In Eikon, news code [HNXB] contains headlines with links to download the file. Is there a way for us to download the data frame directly via Codebook? I'm only able to get the headlines but couldn't find a code that would extract the data directly.

ek.get_news_headlines(query = 'HNXB', count=10)

Best Answer

  • chavalit-jintamalit
    Answer ✓

    Hi @chrisma.salut

    Step 1: get headline

    ahs1.png


    Step 2: get story id

    ahs2.png


    I can only add 2 pictures in an answer, so please see further comment on this answer for more detail.


Answers

  • Step 3: get Side by Side API token with Eikon Desktop

    ahs3.png

    Step 4: prepare Side by Side API command

    ahs4.png


    Step 5: open the URL using the prepared command

    url = 'http://127.0.0.1:9000/sxs/v1';
    headers = {
    'Content-Type': 'application/json',
    }

    response = requests.request('POST', url, data=commandString, headers=headers)

    print(response.text)
  • @chrisma.salut So im thinking that you are looking to retrieve the news stories - so get_news headlines returns a dataframe of max 100 items per API call corresponding to a query you give it - in your case 'HNXB'.

    df = ek.get_news_headlines(query = 'HNXB', count=10)
    df

    1625126359346.png


    So this returns a dataframe of 10 headline items and you need to pass the storyId to a second API called get_news_story - which will return you the html formatted story text.
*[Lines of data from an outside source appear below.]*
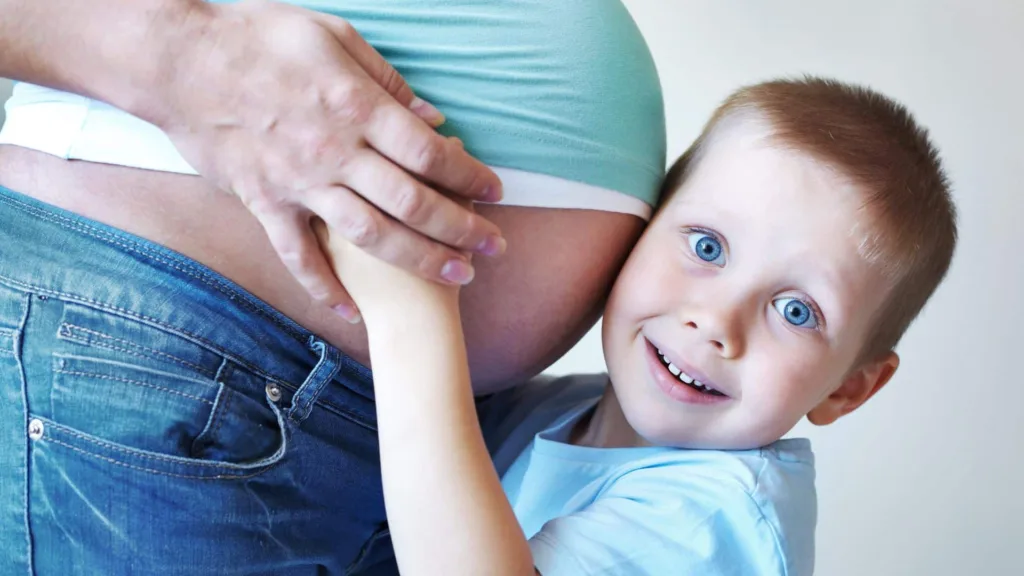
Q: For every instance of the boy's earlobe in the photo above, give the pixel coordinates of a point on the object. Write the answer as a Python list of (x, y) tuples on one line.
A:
[(858, 387)]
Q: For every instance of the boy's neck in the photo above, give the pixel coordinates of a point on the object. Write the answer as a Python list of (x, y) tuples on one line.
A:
[(606, 426)]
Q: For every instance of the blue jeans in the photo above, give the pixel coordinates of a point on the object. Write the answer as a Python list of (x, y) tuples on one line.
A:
[(155, 418)]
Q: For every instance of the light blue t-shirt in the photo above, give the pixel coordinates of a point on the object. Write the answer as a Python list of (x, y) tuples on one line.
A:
[(650, 511)]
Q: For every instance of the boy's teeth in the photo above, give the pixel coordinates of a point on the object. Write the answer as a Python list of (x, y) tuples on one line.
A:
[(683, 376)]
The folllowing routine stores the formatted html news story in a new column called storytext.

    df['storytext'] = ''
    for i, uri in enumerate(df['storyId']):
        df['storytext'][i] = ek.get_news_story(uri)
        
    df


    1625127940211.png

    You can display the story using:

    from IPython.display import HTML
    HTML(df['storytext'][0])

    I have noticed in your query the news story text is actually a download link - if you changed the query to say VOD.L and repeated the exercise - it would display a news item. It is working correctly. I hope this can help.

  • Hello Chavalit,


    Thank you for your assistance on this query. Client can't get past step 3 as they are getting an error. Any idea what's causing this?image001.jpg

  • Hi all, I dont verified your answers because it doenst match the requirement : downloading the file not the news. I found out my own way without applying any side to side api :

    ###1. get the table news

    ###2. get the story id

    ###2. get the file (downloaded in download folder)

    df1Id=df1[df1['date']== a]['storyId'][0]

    df1_url=ek.get_news_story(df1Id)

    link1 = re.search('href="(.*)" data-type', df1_url)

    webbrowser.open(link1.group(1))


  • @khangdiep Sorry we did not hit the mark this time. Thanks for taking the trouble to post your solution here - i'm sure others in the community will benefit from this addition. I have verified that this does indeed open the link in the webbrowser - however it does not download the file. From here you could try to scrape the rendered HTML I suppose. Once again thanks so much for contributing your solution.
  • the file is downloaded in "download" folder as the default location from website download. the download window is popped up and ask to choose the save folder location - but u can skip this step as keep running the code to download the other news file til the code end.